Game companies in Asian will tend to market the contents of a game rather than the actual gameplay itself. For example, Lineage II is often displayed with features that highlight the weapons, armor, crafting, and housing components. These are material based systems, not ones that westerners tend to focus on, such as describing the combat system, how transportation works, level and skill potential, and how magic and other effects are exciting to use. These two differences are beginning to merge together with international games like World of Warcraft.

Susan Choe and Nick Foster of “Outspark” secured $11 million in USD funding to develop MMOGs currently based in Asian find a successful place in the Western market. One of their main focuses is looking for games that everyone can play, not just the hard-core groups. They also recognize that the developers themselves must also be open to the Asian/Western relationship and the market potential. MMOGs are not static like many games, so there must remain a continual relationship between all parties for the development and localization of the games, if they are to be successful.

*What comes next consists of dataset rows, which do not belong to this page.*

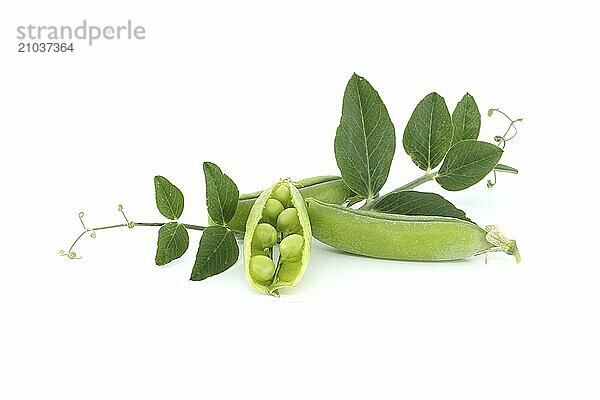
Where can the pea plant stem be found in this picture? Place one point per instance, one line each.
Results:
(126, 225)
(428, 176)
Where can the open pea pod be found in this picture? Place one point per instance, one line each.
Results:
(327, 188)
(278, 239)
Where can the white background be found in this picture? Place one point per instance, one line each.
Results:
(257, 87)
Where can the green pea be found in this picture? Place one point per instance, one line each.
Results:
(272, 210)
(262, 268)
(265, 236)
(330, 189)
(294, 249)
(290, 248)
(282, 193)
(403, 237)
(288, 221)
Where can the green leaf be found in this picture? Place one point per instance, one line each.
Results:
(428, 134)
(221, 194)
(217, 252)
(409, 202)
(467, 163)
(506, 168)
(466, 120)
(365, 140)
(169, 198)
(173, 241)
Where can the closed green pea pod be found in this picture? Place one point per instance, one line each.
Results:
(403, 237)
(295, 253)
(330, 189)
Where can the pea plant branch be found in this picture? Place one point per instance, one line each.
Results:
(70, 253)
(403, 224)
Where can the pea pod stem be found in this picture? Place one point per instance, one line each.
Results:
(429, 176)
(129, 225)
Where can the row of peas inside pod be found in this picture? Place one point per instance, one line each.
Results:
(278, 239)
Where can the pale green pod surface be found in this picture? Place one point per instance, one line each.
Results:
(398, 237)
(330, 189)
(288, 272)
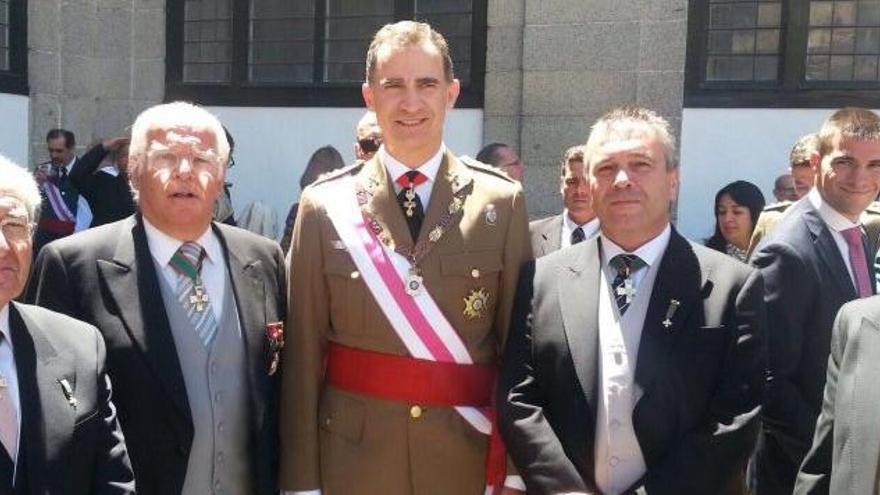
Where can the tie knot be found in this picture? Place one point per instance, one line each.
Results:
(413, 177)
(188, 259)
(626, 264)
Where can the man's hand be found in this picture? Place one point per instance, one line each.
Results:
(115, 143)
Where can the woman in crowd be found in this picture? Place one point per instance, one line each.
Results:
(737, 206)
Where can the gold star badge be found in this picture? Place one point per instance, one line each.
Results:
(476, 304)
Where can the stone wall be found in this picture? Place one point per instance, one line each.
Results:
(554, 66)
(93, 65)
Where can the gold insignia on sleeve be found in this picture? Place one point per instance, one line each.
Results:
(476, 304)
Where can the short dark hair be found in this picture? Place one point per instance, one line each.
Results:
(489, 153)
(69, 138)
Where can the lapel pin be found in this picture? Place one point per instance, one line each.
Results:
(67, 390)
(670, 312)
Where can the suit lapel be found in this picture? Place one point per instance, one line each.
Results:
(47, 419)
(250, 299)
(577, 281)
(829, 254)
(383, 205)
(133, 283)
(678, 278)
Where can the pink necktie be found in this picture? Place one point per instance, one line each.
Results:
(857, 260)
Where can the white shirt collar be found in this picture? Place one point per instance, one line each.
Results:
(163, 246)
(4, 323)
(649, 252)
(829, 215)
(396, 168)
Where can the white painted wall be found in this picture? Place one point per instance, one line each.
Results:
(719, 146)
(14, 128)
(273, 145)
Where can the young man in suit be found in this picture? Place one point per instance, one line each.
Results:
(191, 312)
(817, 259)
(403, 270)
(577, 222)
(635, 360)
(58, 427)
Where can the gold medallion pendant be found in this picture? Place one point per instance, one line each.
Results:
(476, 304)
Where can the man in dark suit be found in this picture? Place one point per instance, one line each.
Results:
(816, 260)
(190, 310)
(58, 428)
(106, 189)
(846, 445)
(577, 222)
(635, 360)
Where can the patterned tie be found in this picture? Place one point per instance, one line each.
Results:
(622, 285)
(187, 262)
(8, 416)
(858, 260)
(410, 201)
(577, 235)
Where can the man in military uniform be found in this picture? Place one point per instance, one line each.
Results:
(403, 276)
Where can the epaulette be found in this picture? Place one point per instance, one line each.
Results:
(780, 206)
(484, 167)
(333, 174)
(873, 208)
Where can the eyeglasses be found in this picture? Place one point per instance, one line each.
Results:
(370, 145)
(15, 229)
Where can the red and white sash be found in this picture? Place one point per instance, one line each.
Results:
(417, 320)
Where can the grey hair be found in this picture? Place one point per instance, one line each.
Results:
(19, 183)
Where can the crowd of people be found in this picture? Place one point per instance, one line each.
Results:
(419, 336)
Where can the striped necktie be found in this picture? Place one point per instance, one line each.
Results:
(187, 262)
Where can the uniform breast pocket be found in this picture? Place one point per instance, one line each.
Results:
(472, 281)
(346, 291)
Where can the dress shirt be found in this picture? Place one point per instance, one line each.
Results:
(619, 461)
(590, 229)
(429, 169)
(836, 223)
(162, 248)
(8, 370)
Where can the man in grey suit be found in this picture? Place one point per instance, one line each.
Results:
(58, 427)
(634, 360)
(191, 311)
(846, 444)
(816, 260)
(577, 222)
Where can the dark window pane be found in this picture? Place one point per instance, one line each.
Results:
(766, 68)
(841, 68)
(865, 68)
(843, 40)
(207, 37)
(767, 41)
(817, 68)
(281, 48)
(729, 69)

The most difficult challenges in creating a world market of games and establishing a firm localization foundation is understanding not just the player attitudes in various regions, but also in understanding the technological, economical, and sociological limits that those regions are constrained by. For example, China is still a developing country and most of its citizens cannot afford a pay-per-month subscription fee, or the latest computers to run games like Age of Conan, a DirectX 10 capable game.

One of the unique ways that the Asian game industry has adjusted to the limitations of system requirements is not to develop graphic intensive 3D environments, but to keep them in a 2D based environment. This keeps system requirements in check, as well as providing unique and interesting styles of gameplay that would otherwise be impractical in a 3D world. You only need to play games like Conquer Online to understand the differences, and is just one component among many that need to be adjusted if localization efforts are to be successful.


Both of these game industries have a lot to learn from each other, as they both have numerous benefits and drawbacks. Western industries could learn to better integrate their community tools and services more directly into their games, as well as exploring ways to make grinding less of a burden on the single individual by incorporating more group style solutions. Asian companies will learn that storyline and more in-depth gameplay contents for all character levels can make an intriguing and long-term gameplay experience that will keep the player interested even after they reach the maximum level for their characters.

One thing is for certain, and that is the game market is going global at an ever faster pace. We will continue to see Asian games marketed in Western countries, and Western games marketed in Asian countries (and elsewhere). This means for the foreseeable future we will need more knowledgeable industry members to understand and work with the publishers, developers, and communities to make the games as successful as games like World of Warcraft have managed to become.